Es ist mal wieder so weit: Nach der Silvesternacht diskutiert Deutschland mal wieder über Integration und Migration, weil - ja, warum eigentlich? Ach, egal - Hauptsache, die "Ausländer" sind schuld. Das löst aber keine Probleme. Ein Kommentar.
Berlin: Polizeibeamte stehen hinter explodierendem Feuerwerk. Nach Angriffen auf Einsatzkräfte in der Silvesternacht hat die Diskussion um Konsequenzen begonnen. Berlins Regierende Bürgermeisterin will, dass sich die Innenminister mit dem Thema beschäftigen.


Ach, wäre es schön, wenn man Probleme einfach loswerden könnte, indem man sie abschiebt. Ich versuche, jedes Jahr meine Probleme aufs nächste Jahr zu schieben – gemeinhin ist so ein Verhalten auch als „Neujahrsvorsatz“ bekannt. Das ist dann aber eher ein Aufschieben und die Probleme bleiben die gleichen. 

Ähnlich ist es auch, wenn nach den Krawallen in der Silvesternacht in Berlin und anderen deutschen Städten darüber diskutiert wird, ob nicht Integration gescheitert sei und man das Problem – gemeint sind damit Menschen – nicht einfach abschieben könnte. 
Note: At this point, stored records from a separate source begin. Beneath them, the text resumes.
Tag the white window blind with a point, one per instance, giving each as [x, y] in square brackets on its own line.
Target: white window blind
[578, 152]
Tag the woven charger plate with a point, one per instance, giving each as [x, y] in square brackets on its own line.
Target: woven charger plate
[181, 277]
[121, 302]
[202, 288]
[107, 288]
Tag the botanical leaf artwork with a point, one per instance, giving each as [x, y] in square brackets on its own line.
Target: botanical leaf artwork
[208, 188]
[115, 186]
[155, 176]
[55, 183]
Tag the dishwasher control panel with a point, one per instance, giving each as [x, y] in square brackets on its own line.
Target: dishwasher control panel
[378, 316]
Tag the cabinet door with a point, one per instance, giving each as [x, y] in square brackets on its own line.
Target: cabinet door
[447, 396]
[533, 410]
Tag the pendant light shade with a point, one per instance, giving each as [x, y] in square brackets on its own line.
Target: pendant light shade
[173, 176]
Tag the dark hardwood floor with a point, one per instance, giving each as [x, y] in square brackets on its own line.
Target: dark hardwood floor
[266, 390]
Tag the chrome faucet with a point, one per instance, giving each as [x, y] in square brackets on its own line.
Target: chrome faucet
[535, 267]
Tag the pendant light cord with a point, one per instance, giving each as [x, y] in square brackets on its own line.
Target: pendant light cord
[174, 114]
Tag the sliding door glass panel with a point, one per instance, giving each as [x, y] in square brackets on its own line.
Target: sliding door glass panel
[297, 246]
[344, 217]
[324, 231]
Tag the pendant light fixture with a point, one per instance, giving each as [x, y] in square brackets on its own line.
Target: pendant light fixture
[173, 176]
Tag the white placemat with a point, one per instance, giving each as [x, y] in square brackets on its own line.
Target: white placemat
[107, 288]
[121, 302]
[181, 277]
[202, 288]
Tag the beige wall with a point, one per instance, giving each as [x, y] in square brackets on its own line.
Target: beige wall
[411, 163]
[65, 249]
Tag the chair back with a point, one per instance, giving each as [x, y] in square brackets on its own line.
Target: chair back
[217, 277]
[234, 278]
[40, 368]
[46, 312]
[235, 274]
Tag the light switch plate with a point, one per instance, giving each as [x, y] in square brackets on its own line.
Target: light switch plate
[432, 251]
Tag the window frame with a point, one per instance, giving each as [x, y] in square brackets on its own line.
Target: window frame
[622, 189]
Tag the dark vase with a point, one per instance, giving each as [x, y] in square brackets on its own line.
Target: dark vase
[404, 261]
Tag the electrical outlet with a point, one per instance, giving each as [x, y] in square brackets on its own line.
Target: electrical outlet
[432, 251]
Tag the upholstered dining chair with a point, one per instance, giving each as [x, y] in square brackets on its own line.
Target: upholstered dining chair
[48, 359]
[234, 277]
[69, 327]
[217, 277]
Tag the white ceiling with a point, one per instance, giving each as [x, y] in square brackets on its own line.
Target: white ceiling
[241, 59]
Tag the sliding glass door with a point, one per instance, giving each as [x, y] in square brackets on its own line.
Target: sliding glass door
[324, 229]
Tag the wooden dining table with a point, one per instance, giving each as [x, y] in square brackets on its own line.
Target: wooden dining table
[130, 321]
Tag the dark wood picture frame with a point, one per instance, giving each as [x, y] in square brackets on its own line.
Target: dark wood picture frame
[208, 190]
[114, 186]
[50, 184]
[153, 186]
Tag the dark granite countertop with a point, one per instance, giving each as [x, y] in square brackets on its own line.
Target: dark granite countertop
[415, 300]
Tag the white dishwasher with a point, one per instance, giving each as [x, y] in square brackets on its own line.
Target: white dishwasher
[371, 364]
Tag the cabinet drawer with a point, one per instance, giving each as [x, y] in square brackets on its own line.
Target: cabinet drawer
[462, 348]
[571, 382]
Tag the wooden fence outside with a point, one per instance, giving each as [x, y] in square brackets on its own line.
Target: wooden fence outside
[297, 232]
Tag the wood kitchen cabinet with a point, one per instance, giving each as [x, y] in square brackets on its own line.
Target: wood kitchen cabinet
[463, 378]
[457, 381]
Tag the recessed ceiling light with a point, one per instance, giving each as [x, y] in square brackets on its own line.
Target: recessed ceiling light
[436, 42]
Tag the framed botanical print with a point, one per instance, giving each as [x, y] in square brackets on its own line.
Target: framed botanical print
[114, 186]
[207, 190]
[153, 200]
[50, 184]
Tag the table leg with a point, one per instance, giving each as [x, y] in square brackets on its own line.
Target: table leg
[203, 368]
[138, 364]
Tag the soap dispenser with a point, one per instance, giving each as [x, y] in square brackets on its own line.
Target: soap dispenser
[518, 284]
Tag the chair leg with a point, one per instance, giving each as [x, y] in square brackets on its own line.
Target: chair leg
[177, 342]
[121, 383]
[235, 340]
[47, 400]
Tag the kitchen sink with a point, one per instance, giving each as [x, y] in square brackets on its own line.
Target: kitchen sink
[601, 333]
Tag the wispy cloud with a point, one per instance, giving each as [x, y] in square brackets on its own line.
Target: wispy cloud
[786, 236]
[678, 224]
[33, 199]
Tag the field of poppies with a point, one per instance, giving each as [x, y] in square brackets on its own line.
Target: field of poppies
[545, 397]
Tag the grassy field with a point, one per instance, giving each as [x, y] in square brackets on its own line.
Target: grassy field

Reflexhafte Debatten über Abschiebungen und Migrationspolitik

Es ist wohl eine deutsche Tradition, bei den meisten Problemen erst einmal zu versuchen, sie bei „den anderen“, bei „Ausländern“ oder bei Menschen mit Migrationshintergrund zu verorten. Man versucht, die Probleme erst auf diese Menschen und sie dann gemeinsam mit den Problemen abzuschieben.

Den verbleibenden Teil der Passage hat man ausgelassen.